These elements are described in more detail in YAML specification of the Simulation instruction for introducing immune signals.

This figure shows how the different concepts in a Simulation relate to each other:

Simulation diagram

When writing an analysis specification for Galaxy, it can be assumed that all selected files are present in the current working directory. A path to an additional file thus consists only of the filename. A complete YAML specification for immune event simulation in Galaxy is show here:

definitions:
  datasets:
    dataset: # user-defined dataset name
      format: ImmuneML # the default format used by the 'Create dataset' galaxy tool is ImmuneML
      params:
        path: dataset.iml_dataset # specify the dataset name, the default name used by
                                  # the 'Create dataset' galaxy tool is dataset.iml_dataset

  motifs:
    my_simple_motif: # a simple motif without gaps or hamming distance
      seed: AAA
      instantiation: GappedKmer

    my_complex_motif: # complex motif containing a gap + hamming distance
      seed: AA/A  # ‘/’ denotes gap position if present, if not, there’s no gap
      instantiation:
        GappedKmer:
          min_gap: 1
          max_gap: 2
          hamming_distance_probabilities: # probabilities for each number of
            0: 0.7                        # modification to the seed
            1: 0.3
          position_weights: # probabilities for modification per position
            0: 1
            1: 0 # note that index 2, the position of the gap,
            3: 0 # is excluded from position_weights
          alphabet_weights: # probabilities for using each amino acid in
            A: 0.2          # a hamming distance modification
            C: 0.2
            D: 0.4
            E: 0.2

  signals:
    my_signal:
      motifs: # specify one or more motifs defined above
        - my_simple_motif
        - my_complex_motif
      implanting: HealthySequence
      sequence_position_weights: # the relative likelihood of implanting
        109: 1                   # the motif at each IMGT starting position
        110: 2
        111: 5
        112: 1

  simulations:
    my_simulation:
      my_implanting:
        signals:
          - my_signal  # specify one or more signals defined above
        dataset_implanting_rate: 0.5      # 50% of the repertoires will contain my_signal
        repertoire_implanting_rate: 0.25  # 25% of the sequences in a repertoire will contain one motif

instructions:
  my_simulation_instruction:
    type: Simulation
    dataset: dataset # specify the dataset defined above
    simulation: my_simulation
    export_formats:
    # only one format can be specified here and the dataset in this format will be
    # available as a Galaxy collection afterwards
      - ImmuneML # Can be AIRR (human-readable) or ImmuneML (recommended for further Galaxy-analysis)

Tool output

This Galaxy tool will produce the following history elements:

  • Summary: immune signal simulation: a HTML page describing general characteristics of the dataset, including the name of the dataset (this name should be specified when importing the dataset later in immuneML), the dataset type and size, and the details of the simulated immune signals.

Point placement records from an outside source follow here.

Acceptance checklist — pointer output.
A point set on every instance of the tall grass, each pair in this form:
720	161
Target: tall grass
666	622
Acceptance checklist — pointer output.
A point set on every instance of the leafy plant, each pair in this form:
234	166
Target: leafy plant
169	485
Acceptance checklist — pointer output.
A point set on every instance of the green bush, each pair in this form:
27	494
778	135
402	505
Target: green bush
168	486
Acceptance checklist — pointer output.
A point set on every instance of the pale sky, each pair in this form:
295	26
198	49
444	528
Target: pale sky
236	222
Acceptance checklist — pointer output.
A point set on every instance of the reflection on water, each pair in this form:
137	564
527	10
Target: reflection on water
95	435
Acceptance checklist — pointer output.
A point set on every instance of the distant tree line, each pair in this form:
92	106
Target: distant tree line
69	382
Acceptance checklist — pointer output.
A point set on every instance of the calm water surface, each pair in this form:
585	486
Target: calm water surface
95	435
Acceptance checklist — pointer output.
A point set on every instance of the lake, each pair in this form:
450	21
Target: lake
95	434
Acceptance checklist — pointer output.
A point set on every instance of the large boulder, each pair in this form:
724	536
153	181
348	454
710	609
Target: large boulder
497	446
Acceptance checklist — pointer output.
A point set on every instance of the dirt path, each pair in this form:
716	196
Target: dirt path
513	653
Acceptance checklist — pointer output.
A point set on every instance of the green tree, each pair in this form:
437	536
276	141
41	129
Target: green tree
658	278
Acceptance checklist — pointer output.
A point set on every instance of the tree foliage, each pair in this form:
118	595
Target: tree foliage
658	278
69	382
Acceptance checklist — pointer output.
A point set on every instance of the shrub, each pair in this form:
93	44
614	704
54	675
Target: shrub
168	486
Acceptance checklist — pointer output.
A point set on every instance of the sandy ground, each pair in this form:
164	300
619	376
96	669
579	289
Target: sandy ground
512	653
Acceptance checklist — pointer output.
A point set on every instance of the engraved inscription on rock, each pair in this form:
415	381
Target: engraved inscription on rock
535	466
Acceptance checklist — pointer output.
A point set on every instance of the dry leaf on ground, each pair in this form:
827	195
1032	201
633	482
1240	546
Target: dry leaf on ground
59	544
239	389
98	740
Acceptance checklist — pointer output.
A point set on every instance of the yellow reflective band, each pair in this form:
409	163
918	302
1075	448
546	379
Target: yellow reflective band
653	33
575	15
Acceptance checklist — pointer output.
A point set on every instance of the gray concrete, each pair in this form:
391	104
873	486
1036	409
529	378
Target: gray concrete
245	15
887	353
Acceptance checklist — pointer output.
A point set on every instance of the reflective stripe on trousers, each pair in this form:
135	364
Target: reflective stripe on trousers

  • Archive: immune signal simulation: a .zip file containing the complete output folder as it was produced by immuneML. This folder contains the output of the Simulation instruction including all raw data files. Furthermore, the folder contains the complete YAML specification file for the immuneML run, the HTML output and a log file.

  • immuneML dataset with simulated immune events: Galaxy collection containing all relevant files for the new dataset.